A while ago I went shiny shopping and found myself buying me a Sony 600 e-reader. 600, that’s the one with the touch screen. As I have been using the thing now for a goodly amount of time I thought I would give all my reader an up-date on how she do be working. In a nut shell, she do be working fine. I wish the things had been around when I was a travelling and working away a lot type of person. It sure would have saved on weight and space in the ol’ bag.
Below are a few of my personal points on the reader. Search the Inter-web and you’ll find no end of reviews, all differing to a degree depending on, I guess, the reviewers personal preferences.
Page turns are supposed to be in the thousands between charging; I must be a slow reader as I’m sure I don’t get the advertised number. Have I counted the turns? No, but it’s not in the thousands.
It would be the absolute bees knees if they gave him two hinged screens so he opened and read like a book. There may be one coming along late this year. I did buy the high priced cover for him which goes a little way towards the proper book feel.
Technical stuff? Go find it yourself. Card slots, head set port and other stuff are there. The new Sony, not available in the UK yet, has wireless connectivity also, as well, would you believe, yes it does. More on this a little bit after a while ago.

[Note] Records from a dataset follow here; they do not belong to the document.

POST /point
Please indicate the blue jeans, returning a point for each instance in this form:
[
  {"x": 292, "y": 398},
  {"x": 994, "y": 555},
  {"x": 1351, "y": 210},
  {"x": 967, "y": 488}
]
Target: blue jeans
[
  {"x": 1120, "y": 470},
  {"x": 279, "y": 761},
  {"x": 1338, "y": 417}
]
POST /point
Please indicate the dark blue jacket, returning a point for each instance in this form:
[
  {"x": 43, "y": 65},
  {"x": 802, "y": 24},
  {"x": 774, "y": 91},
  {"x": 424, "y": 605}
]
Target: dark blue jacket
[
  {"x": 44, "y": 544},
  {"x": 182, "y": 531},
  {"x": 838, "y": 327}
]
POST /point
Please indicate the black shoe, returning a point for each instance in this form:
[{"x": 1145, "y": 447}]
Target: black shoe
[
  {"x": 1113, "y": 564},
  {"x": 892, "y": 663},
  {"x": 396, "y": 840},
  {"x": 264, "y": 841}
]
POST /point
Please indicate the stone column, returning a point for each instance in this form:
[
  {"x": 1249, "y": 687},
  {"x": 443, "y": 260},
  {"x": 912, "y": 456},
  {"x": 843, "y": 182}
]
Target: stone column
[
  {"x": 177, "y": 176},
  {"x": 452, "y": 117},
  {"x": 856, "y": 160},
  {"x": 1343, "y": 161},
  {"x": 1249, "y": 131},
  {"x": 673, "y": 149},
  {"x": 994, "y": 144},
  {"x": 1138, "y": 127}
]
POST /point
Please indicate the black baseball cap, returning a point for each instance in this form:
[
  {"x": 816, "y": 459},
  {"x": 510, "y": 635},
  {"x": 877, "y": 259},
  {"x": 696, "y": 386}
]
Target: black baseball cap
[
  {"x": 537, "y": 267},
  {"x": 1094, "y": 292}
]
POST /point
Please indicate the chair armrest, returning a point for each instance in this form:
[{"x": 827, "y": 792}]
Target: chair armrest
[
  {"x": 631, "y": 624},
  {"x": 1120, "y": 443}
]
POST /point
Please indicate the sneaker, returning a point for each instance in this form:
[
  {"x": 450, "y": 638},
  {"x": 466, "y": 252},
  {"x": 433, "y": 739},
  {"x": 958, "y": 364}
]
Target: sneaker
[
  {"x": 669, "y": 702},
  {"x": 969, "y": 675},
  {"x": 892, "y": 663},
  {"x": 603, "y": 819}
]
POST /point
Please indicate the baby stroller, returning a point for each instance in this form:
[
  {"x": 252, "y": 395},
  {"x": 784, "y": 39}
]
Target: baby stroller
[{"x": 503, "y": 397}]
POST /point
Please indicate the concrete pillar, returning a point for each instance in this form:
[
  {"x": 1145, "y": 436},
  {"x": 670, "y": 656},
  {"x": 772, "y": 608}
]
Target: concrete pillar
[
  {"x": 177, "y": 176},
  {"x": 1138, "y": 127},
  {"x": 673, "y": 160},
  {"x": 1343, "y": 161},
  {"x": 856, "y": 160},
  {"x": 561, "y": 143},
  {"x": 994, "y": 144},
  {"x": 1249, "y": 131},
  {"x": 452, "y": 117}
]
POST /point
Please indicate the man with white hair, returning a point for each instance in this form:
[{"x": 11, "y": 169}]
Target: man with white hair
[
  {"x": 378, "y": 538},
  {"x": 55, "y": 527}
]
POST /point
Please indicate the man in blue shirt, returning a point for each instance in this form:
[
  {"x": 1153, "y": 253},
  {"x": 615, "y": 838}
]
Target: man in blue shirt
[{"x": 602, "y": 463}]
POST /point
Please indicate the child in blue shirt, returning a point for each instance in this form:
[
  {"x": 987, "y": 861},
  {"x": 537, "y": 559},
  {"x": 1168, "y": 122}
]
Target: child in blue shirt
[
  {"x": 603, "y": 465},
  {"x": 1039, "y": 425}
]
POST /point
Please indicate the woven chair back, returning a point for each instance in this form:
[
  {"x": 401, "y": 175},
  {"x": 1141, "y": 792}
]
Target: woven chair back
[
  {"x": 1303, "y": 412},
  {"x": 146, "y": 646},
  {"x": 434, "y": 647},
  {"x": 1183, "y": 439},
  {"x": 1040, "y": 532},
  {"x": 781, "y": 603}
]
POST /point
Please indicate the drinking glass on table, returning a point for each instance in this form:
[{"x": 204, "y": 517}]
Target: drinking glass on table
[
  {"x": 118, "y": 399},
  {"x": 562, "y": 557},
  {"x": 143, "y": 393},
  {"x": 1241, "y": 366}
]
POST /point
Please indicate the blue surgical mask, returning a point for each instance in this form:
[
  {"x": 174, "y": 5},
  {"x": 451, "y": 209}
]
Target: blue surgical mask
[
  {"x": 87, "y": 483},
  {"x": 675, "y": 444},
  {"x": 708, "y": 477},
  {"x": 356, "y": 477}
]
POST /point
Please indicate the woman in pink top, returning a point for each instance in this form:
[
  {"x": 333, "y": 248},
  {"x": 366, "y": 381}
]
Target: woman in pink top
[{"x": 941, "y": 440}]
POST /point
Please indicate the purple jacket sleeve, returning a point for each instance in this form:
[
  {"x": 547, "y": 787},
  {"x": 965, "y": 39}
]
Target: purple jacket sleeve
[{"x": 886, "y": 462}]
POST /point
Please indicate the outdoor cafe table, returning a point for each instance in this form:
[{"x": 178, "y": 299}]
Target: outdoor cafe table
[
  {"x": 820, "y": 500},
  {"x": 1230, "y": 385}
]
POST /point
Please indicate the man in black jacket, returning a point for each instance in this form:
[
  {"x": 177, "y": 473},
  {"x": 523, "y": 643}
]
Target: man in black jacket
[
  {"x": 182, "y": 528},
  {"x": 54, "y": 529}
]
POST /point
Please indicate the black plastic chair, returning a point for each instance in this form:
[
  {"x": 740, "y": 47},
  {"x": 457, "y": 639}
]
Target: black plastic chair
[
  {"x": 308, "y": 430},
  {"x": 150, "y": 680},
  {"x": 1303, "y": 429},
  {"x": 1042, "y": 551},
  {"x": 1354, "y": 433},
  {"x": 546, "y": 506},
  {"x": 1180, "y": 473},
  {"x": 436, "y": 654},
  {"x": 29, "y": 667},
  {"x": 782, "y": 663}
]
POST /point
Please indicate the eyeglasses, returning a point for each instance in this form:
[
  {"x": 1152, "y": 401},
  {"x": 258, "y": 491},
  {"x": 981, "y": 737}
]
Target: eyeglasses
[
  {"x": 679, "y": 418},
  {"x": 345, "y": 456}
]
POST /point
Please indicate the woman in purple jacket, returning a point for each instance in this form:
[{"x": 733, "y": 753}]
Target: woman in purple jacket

There are a host of download sites for books, and a bunch are free. That’s modern stuff as well as the out of copyright stuff. New titles by top authors can be expensive but other than that, paid for books are a reasonable price with many bargains available.
The library software for moving books around feels very dated and limited to me, but does the job. First book I paid for, the download was 1.2 KB. What to do? I clicked on it and….. nothing. At least nothing I could see. I then opened the library software and guess wot? There he wuzz. As best I can figure this is to do with DRM protection on the purchased book files.
It did take a while to get used to reading him, black print on a mud gray background, not too long, but a little time, and now, to me, it’s just a book. The black and gray display is, they say, to prevent eye strain. Personally I’d prefer a bright colour display.
A result? For me, yes, a result – I like it, and if you enjoy browsing book shops, then a winters evening browsing the web-a-net for e-books is up there with it.
If your interested, try this site for reviews of a bunch of readers. The sites I find myself returning to are The Burgomeister's Bookshelf Great site, and well worth a donation. Then there’s obooko Click on that to go straight to Crime & Thrillers. And Online Novels – don’t be put off by ‘Online’ – they can be downloaded.
There are many book file formats in use through the readers, but it seems most will read most formats. The native Sony seems to be .epub All this format seems to be is a type of compression. For instance, the Sony will read PDF files, and, indeed many book downloads are PDF, but whacking them into .epub will greatly reduce the file size. An example? 3 MEG PDF will typically be 600+/- KB in .epub.
Lastly, for free, a very natty bitty of softy-ware is Calibre. This fella’ will convert, now I hope this doesn’t get too technical for you, just about anything from anything to anything for any e-reader. If you ask it nicely, it will also pop out, download and then stuff your daily newspapers and magazines straight onto your reader. Now that’s just way too cool for the day you’re hopping on that ten hour plane ride. Cool eh? I mean, is that cool or wot? Oh, come on, it’s cool.
To conclude, put simply, if you enjoy reading, and definitely if you do a whizz of travelling, you should enjoy an e-reader. But wait. With the release of that iPady thingy, I would expect a whole bunch of varying types and sizes of e-reading choices popping up towards the year end.
Quote; Robert Chambers.
“Books are the blessed chloroform of the mind.”